There are many functional mutations, for example the various responses to malaria in humans. Many of these are new. There are also mutations which provide some resistance to HIV, again these mutations are functional.
2 Beneficial
A new mutation may be both functional and beneficial, for example the Apolipoprotein AI-Milano mutation which protects aganst chloresterol in the Western diet and which arose within the last 300 years in North Italy: see
A Rare Protein Mutation Offers New Hope for Heart Disease Patients.
In malarial areas the anti-malaria mutations such as Hb-S and Hb-C are beneficial. The various anti-HIV mutations are also beneficial. The Native Americans were denied the benefits of the anti-smallpox mutations posessed by the European settlers; those mutations were beneficial for some but not for others, indirectly.

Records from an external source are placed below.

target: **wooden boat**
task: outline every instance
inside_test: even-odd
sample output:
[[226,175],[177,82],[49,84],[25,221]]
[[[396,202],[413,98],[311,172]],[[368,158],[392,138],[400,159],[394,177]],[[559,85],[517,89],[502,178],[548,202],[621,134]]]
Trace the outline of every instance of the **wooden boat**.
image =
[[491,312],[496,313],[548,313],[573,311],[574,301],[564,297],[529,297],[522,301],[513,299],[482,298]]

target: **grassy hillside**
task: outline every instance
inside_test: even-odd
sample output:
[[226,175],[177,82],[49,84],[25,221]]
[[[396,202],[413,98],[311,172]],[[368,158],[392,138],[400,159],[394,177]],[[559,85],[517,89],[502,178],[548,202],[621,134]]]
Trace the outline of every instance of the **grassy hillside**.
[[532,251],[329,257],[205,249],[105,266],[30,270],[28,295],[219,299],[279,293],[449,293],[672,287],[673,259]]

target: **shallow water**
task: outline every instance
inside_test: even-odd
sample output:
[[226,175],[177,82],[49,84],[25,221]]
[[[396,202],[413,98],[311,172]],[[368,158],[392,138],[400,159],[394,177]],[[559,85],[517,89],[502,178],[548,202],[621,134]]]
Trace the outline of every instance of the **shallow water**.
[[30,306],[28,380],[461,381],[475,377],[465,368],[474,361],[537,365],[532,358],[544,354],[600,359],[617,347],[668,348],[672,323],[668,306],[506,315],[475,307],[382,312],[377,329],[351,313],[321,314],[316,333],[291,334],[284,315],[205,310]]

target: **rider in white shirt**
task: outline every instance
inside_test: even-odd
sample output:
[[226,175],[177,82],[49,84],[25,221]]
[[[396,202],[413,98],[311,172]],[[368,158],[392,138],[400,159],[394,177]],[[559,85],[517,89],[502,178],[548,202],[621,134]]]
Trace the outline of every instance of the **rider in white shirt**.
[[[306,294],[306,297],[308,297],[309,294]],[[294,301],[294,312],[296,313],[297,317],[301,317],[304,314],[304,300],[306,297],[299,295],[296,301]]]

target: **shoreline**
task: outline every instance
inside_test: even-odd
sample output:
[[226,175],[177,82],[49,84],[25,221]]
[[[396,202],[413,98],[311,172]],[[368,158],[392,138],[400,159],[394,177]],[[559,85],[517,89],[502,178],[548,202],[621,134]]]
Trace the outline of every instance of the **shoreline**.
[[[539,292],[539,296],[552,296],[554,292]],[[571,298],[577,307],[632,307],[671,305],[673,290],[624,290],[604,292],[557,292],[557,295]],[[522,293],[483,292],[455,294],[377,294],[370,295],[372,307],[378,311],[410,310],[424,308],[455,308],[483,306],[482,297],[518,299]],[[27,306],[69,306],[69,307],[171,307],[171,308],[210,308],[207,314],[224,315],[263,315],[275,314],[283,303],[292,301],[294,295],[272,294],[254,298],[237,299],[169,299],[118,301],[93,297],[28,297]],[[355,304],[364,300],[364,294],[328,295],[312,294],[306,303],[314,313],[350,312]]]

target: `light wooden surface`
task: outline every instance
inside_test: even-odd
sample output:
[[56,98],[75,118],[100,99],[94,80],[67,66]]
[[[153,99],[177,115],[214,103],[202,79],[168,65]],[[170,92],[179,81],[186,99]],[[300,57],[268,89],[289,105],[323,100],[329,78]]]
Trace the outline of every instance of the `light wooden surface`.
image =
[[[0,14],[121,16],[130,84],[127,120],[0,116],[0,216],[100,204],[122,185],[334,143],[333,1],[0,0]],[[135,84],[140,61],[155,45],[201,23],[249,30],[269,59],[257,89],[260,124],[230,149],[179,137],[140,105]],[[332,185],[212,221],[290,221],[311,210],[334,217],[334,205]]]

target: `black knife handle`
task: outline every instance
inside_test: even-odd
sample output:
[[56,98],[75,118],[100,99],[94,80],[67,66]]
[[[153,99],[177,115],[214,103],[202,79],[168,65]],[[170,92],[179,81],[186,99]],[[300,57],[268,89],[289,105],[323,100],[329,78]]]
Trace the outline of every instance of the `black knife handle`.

In summary new information can be added to genomes. The new information can be functional and the new information can be beneficial.
I spent a whole five minutes looking at a blade of grass and it didn’t grow at all! It does not appear possible for grass to grow.
Don’t use fruit flies, use bacteria. They can evolve resistance within weeks, see the
the Luria-Delbrück experiment. Alternatively speed up the mutation rate by using a radioactive source, then you will see new and functional (though usually not beneficial) information.